La nuvola radioattiva contaminò tutta l’area attorno alla centrale e nei giorni successivi il vento le fece percorrere centinaia di chilometri attraversando gran parte dell’Europa dell’est, del nord e arrivando fino in Italia e Francia. Oltre ai morti effettivi è necessario considerare tutti coloro che si sono ammalati di leucemie e tumori dovuti all’esposizione delle radiazioni.

Lo spettacolo dell’associazione And Or, Margini Creativi “Le donne di Chernobyl”, in scena dal giugno 2017, è una performance basata su un testo scritto grazie alle testimonianze di una famiglia che ha vissuto e subito il disastro.

(foto da Facebook)

Dalle parole di Kety Di Basilio, la regista: “questo lavoro inizia con un ricordo di una bambina di cinque anni che oggi è una donna. Accade, nella vita di questa persona, che all’improvviso la quotidianità, comprensiva di luoghi e affetti, si smaterializza e questo avviene senza una causa apparentemente tangibile, per un insieme di processi chimico-nucleari di sostanze fantasmagoriche di cui è stato sconveniente parlare e si è preferito tacere, lasciando alla morte migliaia di vite.

La narrazione consapevole può divenire balsamo cicatrizzante per quelle ferite profonde che la vita può infliggere, indipendentemente da noi, e se la narrazione è accolta in maniera rispettosa allora prende forma nell’altro che ascolta e nell’ascoltare in maniera attiva l’altro la prende, la tiene, la contiene e – la mia storia non è più solo mia ma diventa parte di una comunità che mi accoglie, mi tiene e mi sostiene ed io non sono più da solo con la mia storia triste ma sono insieme ad altri con la mia storia triste, nessuno mi può togliere la tristezza dei fatti in sè, ma la compagnia può senz’altro togliermi dalla situazione di isolamento emotivo in cui la mia storia triste mi ha trasportato. Il progetto si avvia con una proposta di scrittura creativa autobiografica che va a integrare il ricordo del passato, il vissuto presente, elementi di cronaca e dati oggettivi dell’accaduto, interviste a parenti al tempo già adulti che hanno potuto regalare una fotografia della percezione dei fatti.

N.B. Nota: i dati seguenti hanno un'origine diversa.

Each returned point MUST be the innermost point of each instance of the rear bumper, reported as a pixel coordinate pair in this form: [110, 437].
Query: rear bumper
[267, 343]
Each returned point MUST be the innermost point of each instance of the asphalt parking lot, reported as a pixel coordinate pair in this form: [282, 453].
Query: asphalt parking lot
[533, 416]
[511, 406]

Lo spettacolo del gruppo de “Le donne di Chernobyl” racconta al pubblico il ricordo di questa tragedia ed è impegnato nel diffondere l’accaduto soprattutto nelle scuole superiori, al fine di ricordare una storia dimenticata e farla conoscere alle nuove generazioni. Oggi la protagonista reale, anche grazie a questo lavoro, parla di sé e si racconta.

(foto da Facebook)

Il lavoro – sempre nelle parole della Di Basilio – nasce nell’ambito del Laboratorio di Draming® permanente che si sviluppa per tematiche biennali o triennali. Le performance raccontano una storia che lasci il segno nell’ascoltatore e in chi la sta raccontando; in questo modo il racconto, la narrazione possono divenire dono reciproco, che sta nell’ascoltare e nell’essere ascoltati.

Ed è proprio così che è nato il progetto “Le donne di Chernobyl”: ad un membro del gruppo sta a cuore una sua storia personale e agli altri interessa ascoltare questa vicenda per acquisire gli elementi per renderla viva e poterla far rivivere a chi ascolta.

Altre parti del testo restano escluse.